To provide for such condition as a pre-qualification criterion is a commercial decision taken by the Corporation… The Court would not have any expertise either to question the commercial efficacy or the commercial wisdom vested with the Corporation to stipulate such condition qua the tender in question.
The bench held that it was fallacious on BVG's part to hold such a condition as implied blacklisting, as, the condition was neither applicable only to them nor were they debarred from participating in other tenders of the Corporation.
The condition is applicable to any prospective bidder who may have been awarded such a contract by any other entity and who has suffered a termination on account of unsatisfactory services.
The bench observed that blacklisting is a method/phenomenon by which the tendering authority intends not to enter into a contractual relationship with a party which has civil consequences. Moreover, a contractor cannot be blacklisted without giving him a chance to be heard in adherence to the principles of natural justice.
The bench referred to the following judgements to explain the concept of blacklisting:-
Erusian Equipment and Chemicals Ltd. Vs. State of West Bengal 1975 (1) SCC 70; Southern Painters Vs. Fertilisers and Chemicals Travancore Ltd., 1994 Suppl (2) SCC 699, and Gorkha Security Services. Vs. Government (NCT OF DELHI) & Ors., (2014) 9 SCC 105
Facts of the case
BVG was awarded a contract for "Mechanised Housekeeping & Multipurpose (Patient Care) Services" for its health centres – three general hospitals and three maternity and child health centres – in 2016, for a period of five years. However, a show cause notice was issued within ten months and after a detailed hearing the contract was terminated.

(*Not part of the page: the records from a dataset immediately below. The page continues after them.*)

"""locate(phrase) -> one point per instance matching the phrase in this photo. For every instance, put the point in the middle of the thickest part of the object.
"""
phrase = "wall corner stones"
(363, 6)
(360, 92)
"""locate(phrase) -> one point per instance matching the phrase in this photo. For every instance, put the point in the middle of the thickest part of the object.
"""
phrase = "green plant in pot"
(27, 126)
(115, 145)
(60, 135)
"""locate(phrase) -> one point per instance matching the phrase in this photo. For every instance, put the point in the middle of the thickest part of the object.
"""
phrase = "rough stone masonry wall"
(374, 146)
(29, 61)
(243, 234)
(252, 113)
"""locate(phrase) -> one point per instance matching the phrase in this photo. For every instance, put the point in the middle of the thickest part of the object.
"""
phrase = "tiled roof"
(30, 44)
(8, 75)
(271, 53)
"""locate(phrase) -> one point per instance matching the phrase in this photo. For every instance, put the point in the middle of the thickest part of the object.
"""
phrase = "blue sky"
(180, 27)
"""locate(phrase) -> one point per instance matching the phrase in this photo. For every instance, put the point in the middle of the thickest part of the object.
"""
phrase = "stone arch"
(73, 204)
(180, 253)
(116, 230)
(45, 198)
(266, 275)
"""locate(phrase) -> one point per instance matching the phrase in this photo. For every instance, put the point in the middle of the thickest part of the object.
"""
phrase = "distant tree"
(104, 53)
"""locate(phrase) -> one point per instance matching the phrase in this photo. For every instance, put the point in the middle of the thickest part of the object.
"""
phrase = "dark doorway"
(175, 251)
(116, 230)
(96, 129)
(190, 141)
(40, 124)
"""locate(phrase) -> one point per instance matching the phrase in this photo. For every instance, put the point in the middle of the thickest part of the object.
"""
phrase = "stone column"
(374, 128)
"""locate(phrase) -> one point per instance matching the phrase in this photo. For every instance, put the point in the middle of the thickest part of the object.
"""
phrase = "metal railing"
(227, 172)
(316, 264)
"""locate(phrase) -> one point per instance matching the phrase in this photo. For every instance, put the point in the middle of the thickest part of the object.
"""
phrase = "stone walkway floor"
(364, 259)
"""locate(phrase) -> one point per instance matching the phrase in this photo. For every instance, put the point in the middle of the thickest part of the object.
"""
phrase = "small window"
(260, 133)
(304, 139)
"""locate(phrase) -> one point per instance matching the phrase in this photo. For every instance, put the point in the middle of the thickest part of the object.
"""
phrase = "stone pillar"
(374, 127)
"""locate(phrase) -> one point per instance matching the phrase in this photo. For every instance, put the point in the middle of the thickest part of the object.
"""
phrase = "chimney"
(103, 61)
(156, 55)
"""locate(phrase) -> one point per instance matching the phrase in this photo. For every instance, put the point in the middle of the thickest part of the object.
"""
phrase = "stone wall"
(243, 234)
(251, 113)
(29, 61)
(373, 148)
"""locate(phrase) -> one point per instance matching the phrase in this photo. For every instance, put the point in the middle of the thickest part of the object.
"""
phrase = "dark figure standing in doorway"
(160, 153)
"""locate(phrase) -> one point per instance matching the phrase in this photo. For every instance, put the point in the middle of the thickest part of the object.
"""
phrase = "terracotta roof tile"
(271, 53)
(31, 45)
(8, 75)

BVG, however, challenged the pre-qualification criteria/eligibility condition in the fresh tender issued for the same work, in two petitions.
"The contractors whose work contract is terminated due to unsatisfactory services or are black listed would not be eligible to participate in the tender".
BVG, represented by Senior Advocate VA Thorat, argued that the qualification criterion must be declared illegal, as, by virtue of such a condition, the petitioner stood prohibited from participating in the tender in question issued by the Corporation. He argued that the "real effect" of the condition is that the petitioner stands blacklisted, without being heard.
Advocate Sandeep Marne, on behalf of the Corporation, submitted that the Corporation being the tendering authority, had the freedom to insert a tender condition which is in the best interest of the Corporation, hence there is nothing arbitrary and/or illegal to impose such a condition.
The bench held that the power of judicial review in contractual matters concerning the State, is limited. The concern of the Court in exercising such powers would be to prevent any arbitrariness, discrimination, malafides in the tender process, so as to ensure adherence of fairness in the State action.
It is not the function of the Court to act as a super board, or with the zeal of a pedantic school master substituting its judgment for that of the administration. The duty of the court is to confine itself to the question of legality of the tender process on the touchstone of Article 14 of the Constitution.
The bench said that The Government must have freedom of contract, in other words, a fair play in the joints is a necessary concomitant for an administrative body, functioning in an administrative sphere or quasi-administrative sphere. However, the decision must not only be tested by the application of Wednesbury principle of reasonableness but must be free from arbitrariness not affected by bias or actuated by mala fides. Quashing decisions may impose heavy administrative burden on the administration and would lead to increased and unbudgeted expenditure.
The bench held that the Court does not sit as an appellate authority over the tendering authority, but merely reviews the manner in which the decision was made.
The court further held that It is also settled that the "terms of the invitation to tender" cannot be open to judicial scrutiny as an invitation to tender is in the realm of contract.